The final dissertation project as part of the MSc Artificial Intelligence program started in September 2022, this is the third month, and I thought to start sharing publically.
The major topic of my research is the healthcare sector, specifically maternal, specifically Maternal & Infant Health. I have created a details project proposal and submitted it to the university.
Here you will get the technical aspects of the work I am doing to complete my research, as it involves artificial intelligence and Machine learning on a huge dataset. I am into an interesting challenge, which almost daily enables me to learn something new.
Today onward, I will update here the progress and will also try to update the key aspects of the last 3 months work. let’s get started
A few tweets will give you a glimpse of the work over the last few weeks.
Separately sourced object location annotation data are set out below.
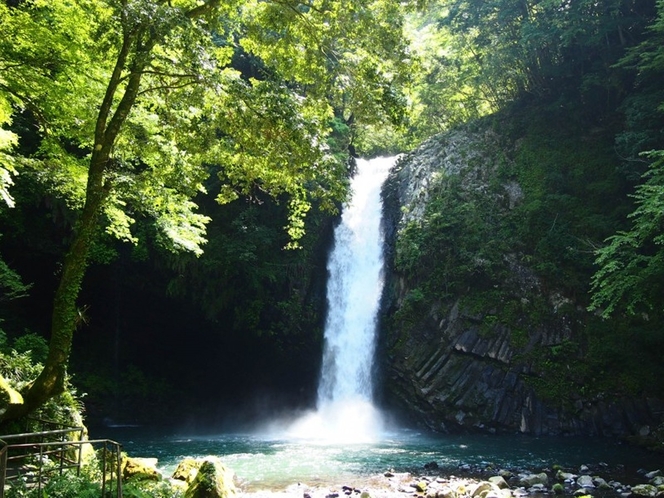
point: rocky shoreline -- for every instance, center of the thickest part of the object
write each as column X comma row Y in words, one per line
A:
column 585, row 482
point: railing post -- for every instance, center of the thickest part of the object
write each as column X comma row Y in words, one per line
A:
column 118, row 451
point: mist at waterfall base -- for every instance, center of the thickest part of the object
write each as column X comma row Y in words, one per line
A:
column 345, row 412
column 346, row 438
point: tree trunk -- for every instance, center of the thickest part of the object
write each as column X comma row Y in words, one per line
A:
column 51, row 380
column 132, row 59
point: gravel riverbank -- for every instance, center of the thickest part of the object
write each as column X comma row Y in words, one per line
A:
column 586, row 481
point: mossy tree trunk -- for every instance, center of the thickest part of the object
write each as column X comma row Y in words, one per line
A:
column 136, row 47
November 23, 2022: It began with the writing of this blog based on the difficulties of “preprocessing” datasets, I decided to revisit the CSV files and shorten the columns to the required only columns. Earlier, I did all this work after uploading it to the autonomous database.
Challenge: CSV file has approximately 3.6 million records, and MS excel can only support 1,048,576 rows. found some ideas to split it, and here is the method I have used to split the CSV file into multiple files and then work on it.
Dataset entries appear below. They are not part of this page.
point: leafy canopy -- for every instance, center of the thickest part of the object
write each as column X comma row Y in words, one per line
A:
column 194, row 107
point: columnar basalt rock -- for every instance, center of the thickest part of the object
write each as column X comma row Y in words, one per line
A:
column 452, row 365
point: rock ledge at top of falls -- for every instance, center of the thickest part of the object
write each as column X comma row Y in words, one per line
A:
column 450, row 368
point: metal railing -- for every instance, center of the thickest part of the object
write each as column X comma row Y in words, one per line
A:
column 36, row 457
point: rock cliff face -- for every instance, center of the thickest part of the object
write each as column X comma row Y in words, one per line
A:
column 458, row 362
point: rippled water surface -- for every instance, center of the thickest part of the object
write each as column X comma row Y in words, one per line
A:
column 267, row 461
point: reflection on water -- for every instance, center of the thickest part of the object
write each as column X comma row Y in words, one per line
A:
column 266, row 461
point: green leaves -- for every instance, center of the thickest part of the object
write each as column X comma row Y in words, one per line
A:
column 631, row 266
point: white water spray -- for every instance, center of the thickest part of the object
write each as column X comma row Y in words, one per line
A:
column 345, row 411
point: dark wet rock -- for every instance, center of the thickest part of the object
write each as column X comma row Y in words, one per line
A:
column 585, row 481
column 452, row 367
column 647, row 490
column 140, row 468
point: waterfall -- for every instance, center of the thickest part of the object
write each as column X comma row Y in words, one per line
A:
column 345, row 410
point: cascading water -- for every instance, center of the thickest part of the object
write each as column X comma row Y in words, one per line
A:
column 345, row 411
moved it into the desired folder, where my dataset files are available, and used the terminal window to execute the below command.
split -l 1000000 2021natdata.csv
This has created the files based on the data, so I have 4 files with naming conventions like xaa, xab, xac, xad.
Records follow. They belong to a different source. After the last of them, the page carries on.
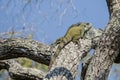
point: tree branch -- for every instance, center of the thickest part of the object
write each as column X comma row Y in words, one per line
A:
column 17, row 72
column 14, row 48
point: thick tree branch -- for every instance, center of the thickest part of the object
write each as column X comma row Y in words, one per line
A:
column 17, row 72
column 108, row 47
column 14, row 48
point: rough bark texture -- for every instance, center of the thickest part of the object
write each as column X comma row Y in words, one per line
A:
column 64, row 68
column 108, row 47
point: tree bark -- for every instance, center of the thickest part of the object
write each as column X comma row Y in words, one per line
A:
column 64, row 68
column 108, row 48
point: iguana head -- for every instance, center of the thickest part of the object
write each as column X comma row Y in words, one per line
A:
column 87, row 26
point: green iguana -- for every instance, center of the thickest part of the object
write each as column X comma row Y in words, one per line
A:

now, these files need to be converted to CSV format, so I have used this statement, and all this found on google research.
for i in *;
do mv "$i" "$i.csv";
done
It gives me all four files in CSV format, and I have to do it for all my source dataset files.
How to convert large CSV files into multiple files.
Nov 24, 2022: Today’s task was to update the column name to some meaningful name so that it is easy to understand while just reading the column’s name.
for example, column name ‘dmar’ to ‘MaritalStatus’ and ‘rf_cesar’ to ‘PreviousCesarean’
It was pretty challenging with the 16 different CSV files, and the average records were 1 million in each CSV file.
Loaded all CSVs data into Oracle Autonomous Datawarehouse in less than 30 minutes
15-March-2023
first of all my apology for not being able to update this, as the initial idea was to document the journey.
However with the extensive work required me to do for this dissertation, I was not able to cope with the pace and was not able to update this post.
I submitted my dissertation during the first week of March, and from now onward I will try to write separate blogs to help others to pursue their career dreams.